Recorded Future表示： “除了以电网资产为目标外，我们还确定了同一威胁活动组织对国家应急响应系统和一家跨国物流公司的印度子公司的破坏。 ”

“为实现这一目标，该组织可能会妥协并采用面向互联网的 DVR/IP 摄像头设备来命令和控制 (C2) Shadowpad 恶意软件感染，以及使用开源工具FastReverseProxy ”

与 Boa Web 服务器漏洞相关的攻击

虽然 Recorded Future 没有详细说明攻击媒介，但微软今天表示，攻击者利用了 Boa 网络服务器中的一个易受攻击的组件，该软件解决方案自 2015 年以来已停产，但物联网设备（从路由器到相机）仍在使用该解决方案。

Boa 是用于登录和访问 IoT 设备管理控制台的组件之一，它显着增加了通过运行易受攻击的 Web 服务器的易受攻击和暴露于 Internet 的设备破坏关键基础设施的风险。

微软安全威胁情报团队今天表示，Boa 服务器在物联网设备中普遍存在，主要是因为 Web 服务器包含在流行的软件开发工具包 (SDK) 中。

根据 Microsoft Defender 威胁情报平台数据，全球单周内在线检测到超过 100 万个暴露于互联网的 Boa 服务器组件。

“Boa 服务器受到多个已知漏洞的影响，包括任意文件访问 ( CVE-2017-9833 ) 和信息泄露 ( CVE-2021-33558 )，”微软研究人员表示。

“微软继续看到攻击者试图在已发布报告的时间范围之外利用 Boa 漏洞，这表明它仍然是攻击向量的目标。”

攻击者可以通过访问目标服务器上包含敏感信息的文件窃取凭据后，无需身份验证即可利用这些安全漏洞远程执行代码。

在 Microsoft 观察到的最近一次滥用这些漏洞的攻击中，Hive 勒索软件上个月攻击了印度最大的综合电力公司 Tata Power。

“Recorded Future 报告中详述的攻击是自 2020 年以来对印度关键基础设施的几次入侵尝试之一，最近一次对 IT 资产的攻击在 2022 年 10 月得到确认，”Redmond 说。

“微软评估称，在报告发布时，Boa 服务器正在 Recorded Future 发布的 IOC 列表中的 IP 地址上运行，并且电网攻击针对的是运行 Boa 的暴露物联网设备。”

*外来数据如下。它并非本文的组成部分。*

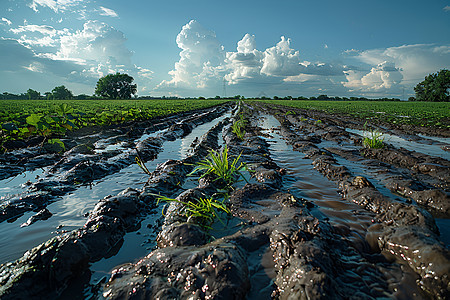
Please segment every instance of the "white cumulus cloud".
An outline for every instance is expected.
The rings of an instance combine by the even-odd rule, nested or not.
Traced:
[[[258,50],[256,37],[247,33],[237,42],[236,51],[225,52],[214,32],[192,20],[183,26],[177,44],[180,59],[169,72],[171,79],[161,82],[157,91],[177,89],[198,94],[196,89],[200,88],[217,93],[225,81],[230,88],[258,93],[282,85],[289,89],[305,81],[320,81],[317,77],[344,75],[343,66],[303,61],[300,51],[291,48],[291,40],[284,36],[275,46]]]
[[[225,51],[213,31],[191,20],[183,26],[176,42],[181,52],[174,70],[169,72],[172,79],[161,82],[157,89],[204,88],[210,80],[217,81],[225,61]]]
[[[343,82],[345,87],[362,91],[380,91],[391,89],[398,85],[403,75],[392,62],[381,62],[373,67],[369,73],[361,74],[354,70],[346,71],[347,82]]]

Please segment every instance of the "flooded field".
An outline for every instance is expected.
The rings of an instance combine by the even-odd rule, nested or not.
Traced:
[[[368,125],[225,104],[3,154],[0,298],[449,298],[450,141]],[[191,173],[211,149],[240,180]]]

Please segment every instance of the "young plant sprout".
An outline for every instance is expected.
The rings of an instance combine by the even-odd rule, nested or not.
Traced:
[[[184,206],[182,215],[187,218],[187,222],[193,222],[207,230],[211,229],[211,225],[216,219],[224,224],[219,217],[219,211],[228,215],[231,214],[224,201],[218,201],[214,199],[214,196],[199,198],[194,201],[181,201],[158,195],[157,204],[161,201],[181,203]]]
[[[144,161],[141,158],[141,155],[139,154],[139,151],[136,149],[136,154],[137,156],[135,157],[135,161],[138,164],[139,168],[142,169],[142,171],[144,171],[145,174],[147,175],[151,175],[152,173],[148,170],[148,168],[145,166]]]
[[[367,130],[367,122],[364,124],[363,146],[372,149],[381,149],[384,147],[383,133],[376,129]]]
[[[231,160],[231,157],[228,155],[227,146],[225,146],[222,151],[210,150],[208,156],[204,160],[198,162],[195,169],[189,173],[188,176],[197,172],[203,172],[200,178],[207,175],[214,175],[216,177],[214,180],[221,179],[227,186],[231,187],[238,181],[239,177],[246,180],[244,175],[242,175],[241,170],[247,169],[247,166],[242,162],[239,164],[240,158],[241,154]]]
[[[244,139],[244,135],[245,135],[244,127],[245,127],[246,123],[247,123],[247,121],[244,119],[244,116],[241,114],[240,119],[235,121],[231,125],[231,130],[234,132],[234,134],[236,134],[236,136],[240,140]]]

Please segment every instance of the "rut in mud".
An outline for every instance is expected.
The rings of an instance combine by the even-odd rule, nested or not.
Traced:
[[[449,297],[450,162],[444,150],[430,155],[445,141],[410,134],[426,146],[364,149],[355,120],[262,104],[230,111],[80,135],[63,157],[1,157],[0,297]],[[242,140],[232,129],[241,115]],[[246,163],[245,181],[227,189],[187,176],[225,146]],[[211,229],[186,217],[182,203],[224,190],[232,216]],[[162,214],[157,194],[178,202]]]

塔塔电力公司在 10 月 14 日的一份股票文件中披露了对其“影响其部分 IT 系统的 IT 基础设施”的网络攻击，但没有透露有关该事件背后的威胁行为者的更多详细信息。

Hive 勒索软件团伙后来发布了他们声称从 Tata Power 的网络中窃取的数据，表明赎金谈判失败了。